|Internal development of Canada's internal borders, from the formation of the dominion to the present. (Photo credit: Wikipedia)|
By Tobi Cohen
Thousands of newcomers destined for low-skilled jobs Canadians don’t want in far-flung parts of the country will now be subject to mandatory language testing, Immigration Minister Jason Kenney announced Wednesday during a stop in Saskatoon.
Starting July 1, Kenney said Provincial Nominee Program applicants in semi and low skilled professions will be tested and will be required to meet a minimum standard when it comes to listening, speaking, reading and writing in Canada’s official languages — English and French.
Additional changes will be made to the program to ensure economic streams are also prioritized.
As a result, immigrants coming to Canada under PNPs will arrive with much better language skills and will be selected for the impact they can have on Canada’s economy,” he said in a news release.
“We have supported enormous growth in the number of provincial nominees in recent years because it makes sense for the provinces and territories to have the flexibility to meet regional needs.”
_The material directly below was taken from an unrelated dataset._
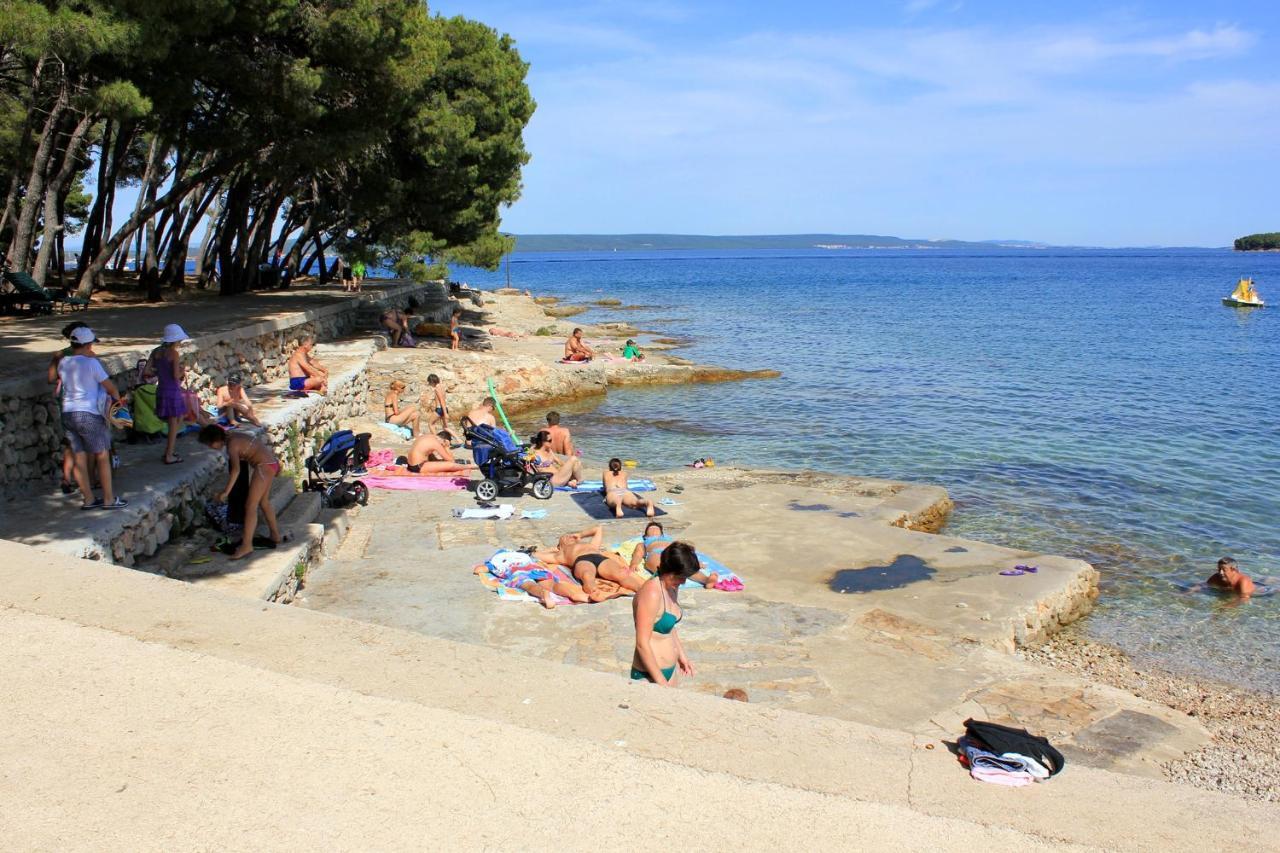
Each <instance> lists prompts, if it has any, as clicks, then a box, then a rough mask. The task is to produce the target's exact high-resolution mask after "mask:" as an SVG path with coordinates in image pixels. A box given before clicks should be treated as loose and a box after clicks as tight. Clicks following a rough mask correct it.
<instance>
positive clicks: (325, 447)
mask: <svg viewBox="0 0 1280 853" xmlns="http://www.w3.org/2000/svg"><path fill="white" fill-rule="evenodd" d="M370 438H372V435H371V434H370V433H360V434H358V435H357V434H356V433H353V432H351V430H349V429H343V430H339V432H337V433H334V434H333V435H330V437H329V438H328V439H326V441H325V443H324V444H323V446H321V447H320V450H319V451H317V452H316V455H315V456H308V457H307V461H306V466H307V480H306V483H303V484H302V491H303V492H319V493H320V502H321V503H323V505H324V506H328V507H333V508H335V510H340V508H344V507H348V506H355V505H357V503H358V505H360V506H367V505H369V487H367V485H365V484H364V483H361V482H360V480H349V482H348V480H347V475H348V474H364V473H365V462H367V461H369V452H370V451H369V439H370Z"/></svg>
The new language requirements will impact tradespeople, those in manufacturing, sales and services, as well as certain clerical and assistant categories.
Applicants will be required to provide valid test scores from a designated testing agency.
Temporary foreign workers who arrive before July 1, 2012 and transition to the provincial nominee program within a year have a one-time exemption.
More than 38,000 workers and their families came to Canada last year through the program which gives the provinces and territories a greater say in immigration in a bid to fill gaps in their local labour markets.
It’s also helped spread out the immigrant population as more and more people have been choosing to settle outside traditionally popular provinces like Ontario and British Columbia.
An economic boom in Saskatchewan, for example, has seen the program grow to 5,354 immigrants in 2010 compared to just 173 in 2003.
Kenney hinted in January that the government would bring in language proficiency requirements as a means of cracking down on fraud.
At the time, he suggested a “correlation” existed between high levels of immigration fraud and regions that don’t make language proficiency a top priority.
He said it was a particular problem with immigrant investor programs in Eastern Canada.
In fact, allegations of fraud, mismanagement and a series of lawsuits prompted the government to shut down immigrant investor programs in Nova Scotia, Prince Edward Island and New Brunswick.
Some provinces were allowing consultants to run fast and loose and attract people who had a lot of money but no language proficiency,” Kenney said at the time.